Monday, January 28 2013
PostgreSQL, Common-Lisp, Python, pgloader, lparallel

pgloader: what's next?

pgloader is a tool to help loading data into PostgreSQL, adding some error management to the COPY command. COPY is the fast way of loading data into PostgreSQL and is transaction safe. That means that if a single error appears within your bulk of data, you will have loaded none of it. pgloader will submit the data again in smaller chunks until it's able to isolate the bad from the good, and then the good is loaded in.

Not quite this kind of data loader

In a recent migration project where we freed data from MySQL into PostgreSQL, we used pgloader again. But the loading time was not fast enough for the service downtime window that we had here. Indeed Python is not known for being the fastest solution around. It's easy to use and to ship to production, but sometimes you not only want to be able to be efficient when writing code, you also need the code to actually run fast too.

Faster data loading

So I began writing a little dedicated tool for that migration in Common Lisp which is growing on me as my personal answer to the burning question: python 2 or python 3? I find Common Lisp to offer an even more dynamic programming environment, an easier language to use, and the result often has performances characteristics way beyond what I can get with python. Between 5 times faster and 121 times faster in some quite stupid benchmark.

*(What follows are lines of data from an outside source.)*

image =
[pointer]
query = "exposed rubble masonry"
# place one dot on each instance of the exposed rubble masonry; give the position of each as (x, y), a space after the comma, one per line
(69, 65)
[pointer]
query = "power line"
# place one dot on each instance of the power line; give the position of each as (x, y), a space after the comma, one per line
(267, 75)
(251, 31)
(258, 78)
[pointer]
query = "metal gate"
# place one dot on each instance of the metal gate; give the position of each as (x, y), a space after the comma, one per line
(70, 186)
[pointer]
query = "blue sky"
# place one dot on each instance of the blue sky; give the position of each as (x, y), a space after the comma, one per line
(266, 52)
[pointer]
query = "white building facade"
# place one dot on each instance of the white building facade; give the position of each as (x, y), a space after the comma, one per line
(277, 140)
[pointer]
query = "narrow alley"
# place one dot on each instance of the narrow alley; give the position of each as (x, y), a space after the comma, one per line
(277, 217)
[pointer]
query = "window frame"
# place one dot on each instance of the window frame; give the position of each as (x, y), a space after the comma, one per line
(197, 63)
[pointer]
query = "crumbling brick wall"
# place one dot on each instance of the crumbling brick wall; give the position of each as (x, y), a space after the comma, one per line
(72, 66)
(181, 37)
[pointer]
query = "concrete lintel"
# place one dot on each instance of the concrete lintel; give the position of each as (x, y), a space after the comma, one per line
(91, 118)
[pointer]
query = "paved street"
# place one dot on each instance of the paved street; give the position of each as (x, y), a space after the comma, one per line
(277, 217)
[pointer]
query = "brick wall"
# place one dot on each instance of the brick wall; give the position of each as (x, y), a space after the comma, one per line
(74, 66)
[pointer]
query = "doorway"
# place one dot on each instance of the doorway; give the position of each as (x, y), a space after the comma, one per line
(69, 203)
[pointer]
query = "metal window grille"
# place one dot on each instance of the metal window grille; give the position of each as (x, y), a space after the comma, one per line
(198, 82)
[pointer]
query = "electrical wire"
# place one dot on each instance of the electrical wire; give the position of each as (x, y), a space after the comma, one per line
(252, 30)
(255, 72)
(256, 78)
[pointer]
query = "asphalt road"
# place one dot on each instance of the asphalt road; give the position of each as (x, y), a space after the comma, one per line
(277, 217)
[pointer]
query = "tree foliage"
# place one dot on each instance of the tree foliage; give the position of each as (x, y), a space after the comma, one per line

Here, with real data, my one shot attempt has been running more than twice as fast as the python version, after about a day of programming.

See what's happening now?

The other thing here is that I've tempted to get pgloader work in parallel, but at the time I didn't know about the Global Interpreter Lock that they didn't find how to remove in Python 3 still, by the way. So my threading attempts at making pgloader work in parallel are pretty useless.

Whereas in Common Lisp I can just use the lparallel lib, which exposes threading facilities and some queueing facilities as a mean to communicate data in between workers, and have my code easily work in parallel for real.

Compatibility

The only drawback that I can see here is that if you've been writing your own reformating modules in python for pgloader (yes you can implement your own reformating module for pgloader), then you would have to port it to Common Lisp. Shout me an email if that's your case.

Next version

So, I think we're going to have a pgloader 3 someday, that will be way faster than the current one, and bundle some more features: real parallel behavior, ability to fetch non local data (connecting to MySQL directly, or HTTP, S3, etc); and I'm thinking about offering a COPY like syntax to drive the loading too, while at it. Also, the ability to discover the set of data to load all by itself when you want to load a whole database: think of it as a special Migration mode of operations.

Some feature requests can't be solved easily when keeping the old .INI syntax cruft, so it's high time to implement some kind of a real command language. I have several ideas about those, in between the COPY syntax and the SQL*Loader configuration format, which is both clunky and quite powerful, too.

After a beginning in TCL and a complete rewrite in python in 2005, it looks like 2013 is going to be the year of pgloader 3, in Common Lisp!